In my state we are allowed to carefully remove a small amount of asbestos without going the abatement route. Been a while since I reviewed it and this is Maine and not Canada but it was an obvious indication that small amounts pose less concern. 

Assuming your conclusion is correct that vermiculite was removed from the attic some time ago, that is a problem as doubtful they took any precautions. If it had been a professional abatement likely they would have found what you are seeing not. If simply vacuumed out, then the entire house may have been contaminated. Even though that was a long time ago you might consider having the house tested. 

Bud


----------



## Nealtw (Jun 22, 2017)

Holes between the walls and the attic also need to be blocked.


----------



## joecaption (Nov 30, 2011)

I'd sweep it up put it in a plastic bag, tie it up and toss and forget about it.
Google Fire Blocking.
A home that old is very likely balloon wall constrution, meaning that wall cavity will be open from the basement to the attic. 
Which is not a good thing when there's a fire, the wall acts like a chimney.
If the walls are now open it's also a good time to any upgrading of the wiring, adding outlets, removing the casing around the windows and doors and insulating all the huge gaps your going to find.


----------



## jmetrail (Aug 31, 2017)

joecaption said:


> I'd sweep it up put it in a plastic bag, tie it up and toss and forget about it.
> Google Fire Blocking.
> A home that old is very likely balloon wall constrution, meaning that wall cavity will be open from the basement to the attic.
> Which is not a good thing when there's a fire, the wall acts like a chimney.
> If the walls are now open it's also a good time to any upgrading of the wiring, adding outlets, removing the casing around the windows and doors and insulating all the huge gaps your going to find.
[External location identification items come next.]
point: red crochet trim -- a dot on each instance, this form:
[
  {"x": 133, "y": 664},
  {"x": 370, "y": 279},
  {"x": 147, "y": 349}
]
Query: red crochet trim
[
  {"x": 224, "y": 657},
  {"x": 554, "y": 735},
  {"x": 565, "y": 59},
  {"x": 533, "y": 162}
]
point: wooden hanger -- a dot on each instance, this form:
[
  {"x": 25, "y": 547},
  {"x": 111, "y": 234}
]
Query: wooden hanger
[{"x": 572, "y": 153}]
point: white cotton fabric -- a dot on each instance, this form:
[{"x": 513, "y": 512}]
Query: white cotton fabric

You read my mind with a lot of this. I do want to add blocking, new wiring, and properly insulate everything. I actually made another post detailing a plan.

http://www.diychatroom.com/#/topics/563762

I would welcome your feedback!


----------



## Nealtw (Jun 22, 2017)

jmetrail said:


> You read my mind with a lot of this. I do want to add blocking, new wiring, and properly insulate everything. I actually made another post detailing a plan.
> 
> http://www.diychatroom.com/#/topics/563762
> 
> I would welcome your feedback!


The link only goes to forum page.


----------



## jmetrail (Aug 31, 2017)

Sorry, this is it:

http://www.diychatroom.com/f103/rate-my-knee-wall-563762/


----------



## jmetrail (Aug 31, 2017)

Just as a follow up - ended up getting a sample tested. No asbestos detected!

I guess the vermiculite used in my area is less likely to contain asbestos - according to the local lab, only about 20%-30% of the vermiculite they test contains asbestos at concerning levels.

Glad I had it done - will now just put on a dust mask and sweep it up without worrying too much.


----------



## Bud9051 (Nov 11, 2015)

Good job!! Make several copies of that report and put them in plastic and locate them around the house so at least one will survive for 20 years+ to avoid going through this again. Some place near the electrical panel is usually one good spot.

Bud


----------